Correct Answer - Option 3 : Both (A) and (B)
Concept:
Length of transition curve (Maximum value is to be considered among the below options)
a) Based on the rate of change of centrifugal acceleration (c)
\({{\rm{l}}_{\rm{s}}} = \frac{{{v^3}}}{{c \times R}}\)
where \(c = \frac{{80}}{{75 + V}}\) ……….. c value should be between 0.5 to 0.8
b) Based on the rate of change of superelevation (e)
1. Superelevation attained by rotation about the inner edge or outer edge
\({l_s} = eN\left( {w + w \times e} \right)\)

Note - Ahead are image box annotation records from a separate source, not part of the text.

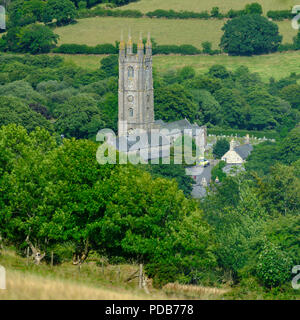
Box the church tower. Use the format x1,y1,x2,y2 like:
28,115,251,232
118,34,154,136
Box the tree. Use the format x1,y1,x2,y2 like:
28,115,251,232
154,84,197,121
208,64,230,79
293,31,300,50
214,88,247,128
147,163,194,197
245,2,263,15
220,14,282,56
256,242,292,288
18,24,59,54
55,94,105,139
100,54,119,78
191,89,222,125
213,138,230,159
279,84,300,111
43,0,76,25
0,96,53,131
281,126,300,164
245,141,280,176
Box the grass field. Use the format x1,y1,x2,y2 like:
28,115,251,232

2. Superelevation attained by rotation about the center
\({l_s} = \frac{{eN\left( {w + w \times e} \right)}}{2}\)
c) Based on IRC Formula
\({l_s} = \frac{{{V^2}}}{R}\) for Hilly terrain and \({l_s} = \frac{{2.7{V^2}}}{R}\) for Plain and Rolling terrain.
Where
Ls = length of the transition curve (m), v = speed of the vehicle (m/s), V = speed of the vehicle (km/hour),
e = required superelevation, N = rate of change of superelevation to be attained, R = radius of the transition (m), and
w = width of road/pavement
∴ The length of a transition curve depends on the rate of change of centrifugal acceleration and rate of change of super elevation.